New Zealand telcos were quick to act on Friday and, in an unprecedented move, worked together to block sites hosting the video. Spark, Vodafone and 2degrees have since sent an open letter to the tech giants calling for them to find better ways to stop the spread of violent and objectionable videos. At the same time, advertisers and fund managers in New Zealand are rethinking their spend and investment in the social media network. Yesterday the New Zealand Superannuation Fund, ACC, the Government Superannuation Fund Authority, the National Provident Fund and Kiwi Wealth put out a joint statement saying the social media companies should "fulfil their duty of care to prevent harm to their users and to society."

On Tuesday Chief Censor David Shanks officially banned the video, so anyone who shares the clip can be fined up to $10K or 14 years' jail, and one man has since appeared in court on charges of distributing footage of one of the mosque shootings. The Privacy Commissioner John Edwards says Facebook should notify police of the account names of people who have shared the content.

Justice Minister Andrew Little says that Facebook has contacted the New Zealand Government directly and he expects there to be talks with senior members of Facebook shortly. But what can be or should be done to prevent the distribution of this video - and video's like this - from being shared?

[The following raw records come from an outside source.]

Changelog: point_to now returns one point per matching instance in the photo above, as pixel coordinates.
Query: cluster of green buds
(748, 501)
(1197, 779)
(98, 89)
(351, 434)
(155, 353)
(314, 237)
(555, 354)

Facebook, Twitter and YouTube have a combined database of terrorist content that is assigned digital fingerprints called "hashes" that detect visual similarities and automatically prevent content from being uploaded, but that did not seem to make a difference on Friday.  

Twitter and Facebook provide livestreaming functions, which means users can broadcast straight to the web, with no delay and no filter. Should these companies suspend this function until they can work out how to instantly detect and shut down damaging content?

Facebook CEO Mark Zuckerberg told the US Senate last year that 99% of ISIS and Al Qaeda content was flagged by its AI systems before any humans saw it - but that was not the case for the terrorist attacks, motivated by far-right extremism, in Christchurch.

In addition to AI systems the companies rely on human moderators, usually employed by third parties, to remove criminal and terrorist content. Facebook is estimated to employ 15,000 people and YouTube 10,000 people to view content flagged for being banned content. This is reported to be an incredibly difficult job where moderators are expected to view the very worst of humanity and are compensated by low wages and poor conditions. In an article by The Verge last month it noted that Facebook moderators in the Arizona earn US$28,000 a year, compared to the average Facebook employee who earns US$240,000.

Europe is the region that has imposed the most has most effective checks on the tech giants and it may be that the example lies in Germany. Its law imposes $80m fines for any site that fails to delete posts featuring hate speech or fake news. The prospect of financial penalties could be the motivation required to change the way social platforms deal with harmful content in the future.